Looking at the excellently designed yellow and black album art courtesy of Trine and Kim Design and pressing play to be rewarded with the first blast of skronky sax it’s obvious which Shining you have before you. ‘Admittance’ gained via this spiralling solo and rolling drum piece we are well and truly in the Worldwide Blackjazz Zone as the band groove on down into ‘The Last Stand.’ One thing I have noticed more on this album than the ones before it is the familiarity of songs like this one to Nine Inch Nails. Vocally Munkeby really has got his Reznor on here and so have the band musically to a large extent. Listening to this I quickly found that this and some of the other tracks here had a bit more structure to them than going off all over the shop like the band are renowned for. Yes this is a bit more straightforward, the sax is still present wailing around and the manic riffs build up into a humungous clamour but the backbone is, dare I say a bit more accessible with the hooks and claws of the chorus. You can forget all about commerciality and radio play as they inflame us with ‘Burn It All’ though. This is a swearathon of RATM proportions ‘fuck’ count around the 19 mark! After a brooding start it literally explodes into an indignant stomper that reminds of Marilyn Manson ‘Antichrist’ era. Luckily it has a bit more substance than those throwaway tunes of old and I can’t see the kids in the playground charging into pits and making it their new anthem when the band play it live. Cynic that I may be, it left me with a shit-eating grin and banging my head along from very first exposure and I duly noted it’s far too abrasive a track as it builds up and implodes for the commercial masses.

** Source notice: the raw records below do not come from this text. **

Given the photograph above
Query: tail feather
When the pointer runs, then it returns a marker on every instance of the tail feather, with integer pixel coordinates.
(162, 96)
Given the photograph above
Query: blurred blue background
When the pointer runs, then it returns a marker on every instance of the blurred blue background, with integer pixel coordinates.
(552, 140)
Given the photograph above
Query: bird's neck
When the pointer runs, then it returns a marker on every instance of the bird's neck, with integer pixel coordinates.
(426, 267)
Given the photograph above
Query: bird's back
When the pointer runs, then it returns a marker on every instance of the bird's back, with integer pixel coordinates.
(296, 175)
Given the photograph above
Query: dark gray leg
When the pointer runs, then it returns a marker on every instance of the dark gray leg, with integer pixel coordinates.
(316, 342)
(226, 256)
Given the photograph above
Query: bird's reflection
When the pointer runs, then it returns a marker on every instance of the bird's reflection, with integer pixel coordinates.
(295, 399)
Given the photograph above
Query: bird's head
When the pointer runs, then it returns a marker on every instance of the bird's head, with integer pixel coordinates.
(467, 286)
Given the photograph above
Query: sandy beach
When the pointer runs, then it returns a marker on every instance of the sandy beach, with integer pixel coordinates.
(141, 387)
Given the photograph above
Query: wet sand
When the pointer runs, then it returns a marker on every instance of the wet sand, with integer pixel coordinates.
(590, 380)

The tracks on the whole blend into each other without any pause between, something I like as an exception to the rule when done properly and here it is. The bouncy hop, skip and jump (don’t try that on a mountain overhang) of ‘Last Day’ gets its chops in and even throws some sassy harmonica into the mix as it eclectically goes from addictive chorus to more experimental instrumental licks. Piano and sax join in before Knutsen’s NIN etched keyboard sound again powers away with the addictive chorus. As the album continues it does seem like there is a real duality going down even a battle between off the wall and out there time signatures, changes and choppy avant-garde weirdness and a band on the edge of trying to be being conventional in their structuring. It works well though and kind of gives the best of both worlds. Nothing standard would allow a drum solo in the middle of a track but that’s exactly what we get here and the skewed nature of the beast still contains plenty of head spinning round 360 degree moments keeping you well and truly on your toes. Instrumental ‘House Of Warship’ is like some dark Lynchian – Burroughs nightmare on smack with the sax bringing some real jazzy expressionism to the album before Jergen takes ‘House Of Control’ into an emotional croon on a song that actually reminds a bit of The Beatles in its slow burning harmony. Really putting the boot in for a final flourish ‘Need’ is left to fling everything at the listener bringing the album to a suitably manic and hefty conclusion and leaving you wondering if silence will ever quite sound the same again. As for the black jazz society itself consider me signed up and hopefully joining other enthusiasts as the band bring the show to town.